I'll begin by laying out the most salient aspects of my identity.  I'm: 
  • Filipina American
  • "White" (I put this in quotations because I'm having trouble identifying what this is, more on that later)
  • mixed
  • Californian
  • heterosexual
  • female
  • middle class
  • progressive liberal
  • Kemetic pagan
  • introverted

I'm going to have to touch on the significance of my self-labeling of Filipina American.  As a person of mixed racial heritage,I find myself straddling the line between binary identities and not being able to fully assimilate into either. While on one hand most (Whites and Latinos) will identify me as white or Chicana (yes I speak Spanish) since I have olive skin and "White looking" features (my father has German and Welsh heritage), full blooded Filipinos see me as White, or Mestiza.  I personally identify as both, even though there are also problems with this.


Firstly, I know and understand how white privilege works, and what unearned privileges/benefits I have just from passing as fully white.  And although I have White ethnic heritages of German and Welsh, I have had no cultural interaction and was not brought up within those communities.  So even though racially I am German and Welsh, I am not culturally German and Welsh.  I am not sure that it is meaningful to identify with a nationality/culture that I am completely ignorant about. White privilege is exemplified in Peggy McIntosh's essay Unpacking the Knapsack.  These are all the privileges I benefit from as a White person.  However this does not give me a positive identity of Whiteness.  When I say positive I mean substantive.  Understanding White privilege gives me the duty of being anti-racist; to moving from victimizer to ally.  This is a prescriptive understanding, but not a full identity, like other cultures' identities as I understand them.  I am not going to equivocate American values such as individualism and meritocracy as White values because I think making American synonymous with White is itself racist.  So what does a culture/identity look like?

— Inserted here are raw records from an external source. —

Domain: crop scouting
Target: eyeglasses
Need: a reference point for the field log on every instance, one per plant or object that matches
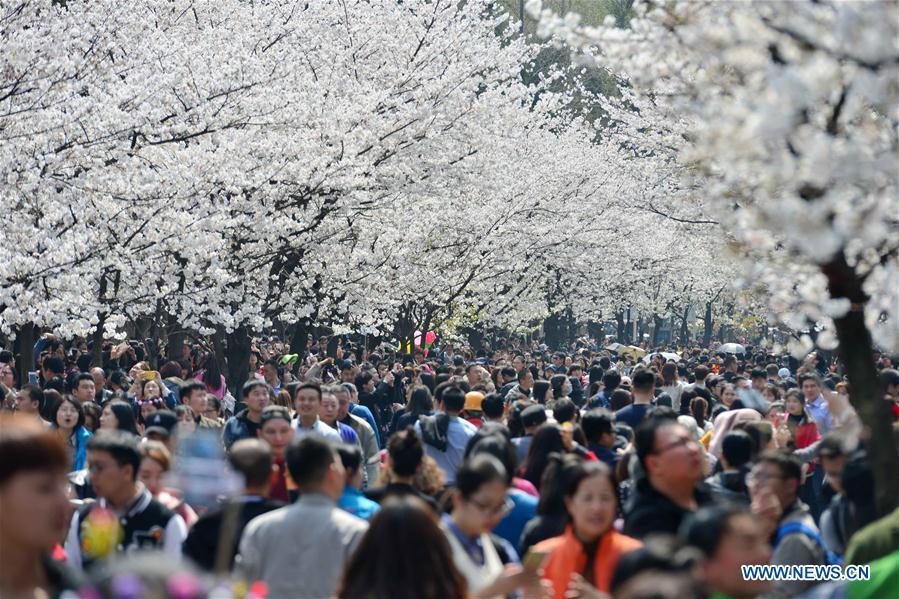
(497, 510)
(683, 442)
(760, 477)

For an understanding of Filipino identity, I'll turn to a study done by a 1998 Filipino senator that detailed the strengths and weaknesses of the Filipino character, which I fact checked against my mom who immigrated here at age 27 from the Philippines where she was born and raised (thanks mom).  The strengths of Filipinos are:


  • Pakikipagkapwa-tao (a basic sense of justice and concern for others)
  • Family orientation
  • Joy and humor
  • Flexibility, adaptability and creativity
  • Hard work and industry
  • Faith and religiosity
  • Resiliency (or the ability to survive)
 Some weaknesses are:
  • extreme personalism
  • extreme family centeredness
  • lack of discipline
  • passivity
  • colonial mentality
  • kanya-kanya syndrome (selfishness or to each his own)
  • lack of analysis and self-reflection
A lot of those sound very familiar, having grown up in a dual language household and being taken care of after school by my lolo and lola (grandparents) and being surrounded with other family while I was a child and my parents were working.  Knowing these traits and the history of the country and its people to me is a strong base from which to foment an identity.  However I don't think Filipinos are as aware of the difficulties of being mixed race, as my family members and friends don't recognize me as Filipina, but will say I'm beautiful and should be an actress in the Philippines.  American culture is pervasive there, and I've noticed that Filipino culture is itself very mixed with Malaysian, Chinese, Spanish and American influences that much of the culture gets assimilated to.  In any case I'm trying to learn about being Filipina and have asked that my mom speak to me in only Tagalog in an effort to learn more.

So there you have it.  As an imposed identity that itself seems lacking in substance, I identify as White.  As a mixed race woman, I get acceptance from Filipinos, but only as an interesting American phenomenon that belongs on T.V.  I'm still trying to figure out what a White identity is supposed to be, hell, what a balanced perspective on having two races and identifying as both is like without wearing myself out.  I'm no stranger to polyvalent logic thanks to my religious identification, but in the meantime, I'll be keeping my cultural binoculars on in an effort to understand others' points of view while I build on my own.